Floréal is equally stunning. A circle of micro-relief engraved flowers in mother-of-pearl are painted in soft shades of pink then delicately positioned on a background of paillonné enamel, surrounded by blue cloisonné enamel petals. “The finished dial had to be laser-drilled to make the settings for the diamonds. There was a very real risk of causing irreparable damage, but it was worth it. It’s details such as this that give the piece extraordinary value,” says Dominique Vaucher.

Envol Bleu and Envol Rouge suggest Native American headdresses. Enamelled and engraved feathers fan out across the dial with, at the centre, a silver-leaf paillon in the shape of a flower, hemmed with diamonds.

TAOS, beautiful beginnings

Euphorie is a deceptively simple piece: an explosion of gold and silver paillons in a multitude of enamel layers for an almost three-dimensional effect.
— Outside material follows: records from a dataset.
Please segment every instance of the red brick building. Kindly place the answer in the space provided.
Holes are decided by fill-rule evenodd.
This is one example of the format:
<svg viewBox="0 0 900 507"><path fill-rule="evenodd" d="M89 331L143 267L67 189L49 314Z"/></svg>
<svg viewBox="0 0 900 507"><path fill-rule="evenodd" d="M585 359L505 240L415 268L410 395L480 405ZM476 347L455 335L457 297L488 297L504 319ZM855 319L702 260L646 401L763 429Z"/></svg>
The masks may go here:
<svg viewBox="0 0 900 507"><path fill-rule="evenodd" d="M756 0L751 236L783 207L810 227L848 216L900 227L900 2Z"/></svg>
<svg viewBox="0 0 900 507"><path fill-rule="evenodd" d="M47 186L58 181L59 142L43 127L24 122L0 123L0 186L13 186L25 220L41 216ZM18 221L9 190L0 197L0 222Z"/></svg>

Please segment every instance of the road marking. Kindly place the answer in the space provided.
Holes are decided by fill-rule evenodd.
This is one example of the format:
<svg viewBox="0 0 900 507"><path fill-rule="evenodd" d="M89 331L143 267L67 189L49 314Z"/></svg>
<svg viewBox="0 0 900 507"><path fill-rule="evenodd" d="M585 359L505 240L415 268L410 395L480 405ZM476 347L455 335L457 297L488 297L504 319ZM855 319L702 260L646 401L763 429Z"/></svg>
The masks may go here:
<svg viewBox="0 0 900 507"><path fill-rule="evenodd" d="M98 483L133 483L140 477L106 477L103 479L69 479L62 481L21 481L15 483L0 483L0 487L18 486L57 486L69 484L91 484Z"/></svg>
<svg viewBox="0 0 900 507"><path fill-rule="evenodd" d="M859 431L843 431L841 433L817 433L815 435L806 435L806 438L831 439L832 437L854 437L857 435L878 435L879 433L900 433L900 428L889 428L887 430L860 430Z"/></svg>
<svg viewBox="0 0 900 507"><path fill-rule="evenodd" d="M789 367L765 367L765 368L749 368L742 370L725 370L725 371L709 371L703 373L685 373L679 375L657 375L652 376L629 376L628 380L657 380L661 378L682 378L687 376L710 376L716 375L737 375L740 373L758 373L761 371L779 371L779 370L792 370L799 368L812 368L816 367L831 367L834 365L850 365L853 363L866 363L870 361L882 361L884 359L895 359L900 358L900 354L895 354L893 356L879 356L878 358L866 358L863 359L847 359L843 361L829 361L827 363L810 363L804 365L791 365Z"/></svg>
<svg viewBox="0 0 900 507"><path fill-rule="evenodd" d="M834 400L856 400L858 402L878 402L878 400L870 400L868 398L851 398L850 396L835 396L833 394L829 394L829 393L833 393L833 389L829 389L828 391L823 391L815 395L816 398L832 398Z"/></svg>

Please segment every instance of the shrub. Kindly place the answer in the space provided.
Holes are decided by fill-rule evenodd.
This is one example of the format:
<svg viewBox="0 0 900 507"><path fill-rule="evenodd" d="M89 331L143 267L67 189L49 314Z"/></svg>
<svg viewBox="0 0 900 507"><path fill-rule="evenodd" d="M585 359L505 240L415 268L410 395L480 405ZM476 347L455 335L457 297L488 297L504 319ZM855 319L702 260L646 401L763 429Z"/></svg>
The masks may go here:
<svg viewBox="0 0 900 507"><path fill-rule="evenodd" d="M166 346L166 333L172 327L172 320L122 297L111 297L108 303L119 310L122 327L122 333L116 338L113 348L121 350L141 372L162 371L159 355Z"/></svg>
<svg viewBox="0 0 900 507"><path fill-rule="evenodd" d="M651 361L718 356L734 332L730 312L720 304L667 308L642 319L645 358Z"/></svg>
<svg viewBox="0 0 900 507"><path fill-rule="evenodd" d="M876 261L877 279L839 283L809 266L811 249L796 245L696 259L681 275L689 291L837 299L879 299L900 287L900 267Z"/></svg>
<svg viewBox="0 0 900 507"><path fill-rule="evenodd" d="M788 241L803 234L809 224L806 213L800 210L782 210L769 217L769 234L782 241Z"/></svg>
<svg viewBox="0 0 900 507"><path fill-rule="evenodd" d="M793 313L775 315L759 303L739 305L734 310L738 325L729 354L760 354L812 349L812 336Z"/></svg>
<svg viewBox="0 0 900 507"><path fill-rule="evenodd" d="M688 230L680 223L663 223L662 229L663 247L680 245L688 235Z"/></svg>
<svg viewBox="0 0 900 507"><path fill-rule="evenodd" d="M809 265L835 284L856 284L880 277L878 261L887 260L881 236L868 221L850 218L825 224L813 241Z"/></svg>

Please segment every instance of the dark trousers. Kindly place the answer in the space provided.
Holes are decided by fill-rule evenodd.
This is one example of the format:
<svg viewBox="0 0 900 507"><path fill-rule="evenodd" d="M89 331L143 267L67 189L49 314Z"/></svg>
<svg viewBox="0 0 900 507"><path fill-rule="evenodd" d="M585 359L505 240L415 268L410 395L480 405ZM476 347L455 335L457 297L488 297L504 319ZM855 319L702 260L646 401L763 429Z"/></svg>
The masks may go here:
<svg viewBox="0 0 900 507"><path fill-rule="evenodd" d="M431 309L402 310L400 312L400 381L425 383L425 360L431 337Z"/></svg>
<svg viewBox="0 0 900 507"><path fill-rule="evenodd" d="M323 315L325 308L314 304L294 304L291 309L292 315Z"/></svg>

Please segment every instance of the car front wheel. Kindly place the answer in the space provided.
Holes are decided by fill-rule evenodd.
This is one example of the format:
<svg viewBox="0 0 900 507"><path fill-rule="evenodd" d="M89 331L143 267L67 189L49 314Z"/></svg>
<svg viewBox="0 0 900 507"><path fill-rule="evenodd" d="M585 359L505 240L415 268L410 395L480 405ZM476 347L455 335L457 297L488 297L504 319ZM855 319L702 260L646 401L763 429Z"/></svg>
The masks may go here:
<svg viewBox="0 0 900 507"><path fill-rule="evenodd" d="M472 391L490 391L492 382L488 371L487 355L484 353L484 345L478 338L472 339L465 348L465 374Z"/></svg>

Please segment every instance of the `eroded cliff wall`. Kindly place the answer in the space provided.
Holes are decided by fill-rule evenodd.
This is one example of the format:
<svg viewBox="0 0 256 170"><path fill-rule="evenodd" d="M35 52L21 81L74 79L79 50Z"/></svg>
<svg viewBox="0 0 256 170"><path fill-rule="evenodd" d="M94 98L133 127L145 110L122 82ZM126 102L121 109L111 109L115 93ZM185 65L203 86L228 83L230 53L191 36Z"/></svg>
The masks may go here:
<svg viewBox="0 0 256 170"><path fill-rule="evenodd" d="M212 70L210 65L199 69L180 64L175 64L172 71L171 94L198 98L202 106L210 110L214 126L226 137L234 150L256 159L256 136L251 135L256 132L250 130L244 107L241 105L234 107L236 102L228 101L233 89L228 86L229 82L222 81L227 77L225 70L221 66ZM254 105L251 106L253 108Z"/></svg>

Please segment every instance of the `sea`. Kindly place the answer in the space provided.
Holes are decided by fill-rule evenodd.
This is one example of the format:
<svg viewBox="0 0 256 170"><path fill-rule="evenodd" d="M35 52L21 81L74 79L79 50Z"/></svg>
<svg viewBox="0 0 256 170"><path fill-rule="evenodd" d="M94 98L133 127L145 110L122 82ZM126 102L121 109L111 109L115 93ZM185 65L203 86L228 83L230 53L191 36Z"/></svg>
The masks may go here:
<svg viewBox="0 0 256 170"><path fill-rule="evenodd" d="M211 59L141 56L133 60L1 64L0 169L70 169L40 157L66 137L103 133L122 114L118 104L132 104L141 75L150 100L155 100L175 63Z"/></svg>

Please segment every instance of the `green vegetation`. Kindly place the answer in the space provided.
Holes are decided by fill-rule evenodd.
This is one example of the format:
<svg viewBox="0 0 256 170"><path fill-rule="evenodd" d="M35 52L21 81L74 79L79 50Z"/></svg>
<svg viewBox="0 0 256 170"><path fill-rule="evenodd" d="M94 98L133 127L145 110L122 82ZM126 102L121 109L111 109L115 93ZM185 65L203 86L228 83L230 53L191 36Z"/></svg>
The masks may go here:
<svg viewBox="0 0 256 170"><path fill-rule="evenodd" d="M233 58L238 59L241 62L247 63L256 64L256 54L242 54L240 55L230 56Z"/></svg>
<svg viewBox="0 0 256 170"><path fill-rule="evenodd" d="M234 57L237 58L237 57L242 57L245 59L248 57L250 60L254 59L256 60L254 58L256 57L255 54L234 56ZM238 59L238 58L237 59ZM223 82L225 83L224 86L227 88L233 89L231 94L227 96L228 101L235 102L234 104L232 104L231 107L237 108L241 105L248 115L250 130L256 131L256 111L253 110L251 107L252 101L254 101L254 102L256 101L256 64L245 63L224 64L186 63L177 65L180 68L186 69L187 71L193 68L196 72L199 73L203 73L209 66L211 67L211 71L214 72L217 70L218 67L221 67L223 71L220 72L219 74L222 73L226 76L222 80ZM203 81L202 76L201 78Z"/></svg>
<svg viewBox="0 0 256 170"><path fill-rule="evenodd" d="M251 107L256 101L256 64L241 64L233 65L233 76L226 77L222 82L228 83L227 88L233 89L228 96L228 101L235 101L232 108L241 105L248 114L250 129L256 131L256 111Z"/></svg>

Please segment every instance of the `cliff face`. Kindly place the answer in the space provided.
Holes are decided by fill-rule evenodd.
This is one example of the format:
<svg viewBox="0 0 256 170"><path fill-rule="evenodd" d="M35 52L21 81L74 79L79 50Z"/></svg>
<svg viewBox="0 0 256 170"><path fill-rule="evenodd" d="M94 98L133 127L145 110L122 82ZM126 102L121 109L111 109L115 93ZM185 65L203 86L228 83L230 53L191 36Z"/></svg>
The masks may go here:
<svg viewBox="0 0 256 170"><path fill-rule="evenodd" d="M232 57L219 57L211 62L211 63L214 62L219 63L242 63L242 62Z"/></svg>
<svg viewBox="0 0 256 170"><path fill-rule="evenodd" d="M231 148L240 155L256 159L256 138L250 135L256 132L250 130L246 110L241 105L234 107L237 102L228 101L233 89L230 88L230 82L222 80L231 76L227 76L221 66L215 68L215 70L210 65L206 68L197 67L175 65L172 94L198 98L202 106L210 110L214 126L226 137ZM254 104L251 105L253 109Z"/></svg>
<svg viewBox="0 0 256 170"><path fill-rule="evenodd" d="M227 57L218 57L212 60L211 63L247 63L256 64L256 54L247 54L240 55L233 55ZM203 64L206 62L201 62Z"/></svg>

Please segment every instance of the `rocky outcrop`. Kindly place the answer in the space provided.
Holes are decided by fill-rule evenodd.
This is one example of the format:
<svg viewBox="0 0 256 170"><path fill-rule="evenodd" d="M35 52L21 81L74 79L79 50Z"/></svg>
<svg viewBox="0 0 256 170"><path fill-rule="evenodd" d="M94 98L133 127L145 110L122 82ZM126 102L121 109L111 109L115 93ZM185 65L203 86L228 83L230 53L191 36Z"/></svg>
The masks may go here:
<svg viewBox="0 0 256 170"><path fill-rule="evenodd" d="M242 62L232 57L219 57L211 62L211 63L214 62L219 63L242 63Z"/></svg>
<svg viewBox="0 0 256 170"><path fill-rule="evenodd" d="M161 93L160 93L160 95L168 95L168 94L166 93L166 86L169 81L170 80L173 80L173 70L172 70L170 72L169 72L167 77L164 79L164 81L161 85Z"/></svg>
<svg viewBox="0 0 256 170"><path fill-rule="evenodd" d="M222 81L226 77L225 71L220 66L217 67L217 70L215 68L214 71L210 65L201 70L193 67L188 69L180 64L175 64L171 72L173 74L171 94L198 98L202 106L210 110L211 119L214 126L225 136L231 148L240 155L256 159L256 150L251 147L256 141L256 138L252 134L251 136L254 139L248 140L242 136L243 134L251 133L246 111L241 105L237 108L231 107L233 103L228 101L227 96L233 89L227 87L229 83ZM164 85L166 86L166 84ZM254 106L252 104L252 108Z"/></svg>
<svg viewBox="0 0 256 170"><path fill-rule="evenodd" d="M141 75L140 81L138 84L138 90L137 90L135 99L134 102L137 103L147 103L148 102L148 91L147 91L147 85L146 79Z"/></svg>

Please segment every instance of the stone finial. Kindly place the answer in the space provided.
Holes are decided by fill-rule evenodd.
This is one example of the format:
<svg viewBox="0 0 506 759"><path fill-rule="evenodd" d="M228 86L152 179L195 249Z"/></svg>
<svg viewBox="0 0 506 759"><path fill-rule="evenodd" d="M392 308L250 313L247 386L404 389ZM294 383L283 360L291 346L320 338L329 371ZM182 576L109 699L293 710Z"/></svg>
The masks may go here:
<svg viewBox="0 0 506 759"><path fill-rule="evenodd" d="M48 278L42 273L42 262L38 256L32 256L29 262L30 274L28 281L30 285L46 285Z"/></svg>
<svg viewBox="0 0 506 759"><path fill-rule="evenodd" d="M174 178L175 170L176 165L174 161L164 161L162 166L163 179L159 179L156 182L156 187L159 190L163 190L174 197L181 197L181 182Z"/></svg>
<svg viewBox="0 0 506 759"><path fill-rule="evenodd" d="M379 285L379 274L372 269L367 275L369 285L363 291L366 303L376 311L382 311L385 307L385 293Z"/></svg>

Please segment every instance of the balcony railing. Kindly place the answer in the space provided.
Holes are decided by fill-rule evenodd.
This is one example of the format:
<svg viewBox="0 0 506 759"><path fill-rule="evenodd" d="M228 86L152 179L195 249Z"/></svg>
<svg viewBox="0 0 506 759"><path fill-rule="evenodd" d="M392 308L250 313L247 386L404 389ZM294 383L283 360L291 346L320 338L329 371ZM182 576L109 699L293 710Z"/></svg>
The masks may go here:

As for Kaléidoscope, it highlights the techniques of Roman micromosaic and hardstone marquetry with an Arab-Andalusian motif in turquoise, lapis lazuli and tsavorite. Lastly, Ondes reveals layer upon layer of engraved mother-of-pearl with a design that echoes the decoration of the movement below. The second series of TAOS watches will be unveiled in 2025. After such a magnificent debut, we can look forward to more things of beauty.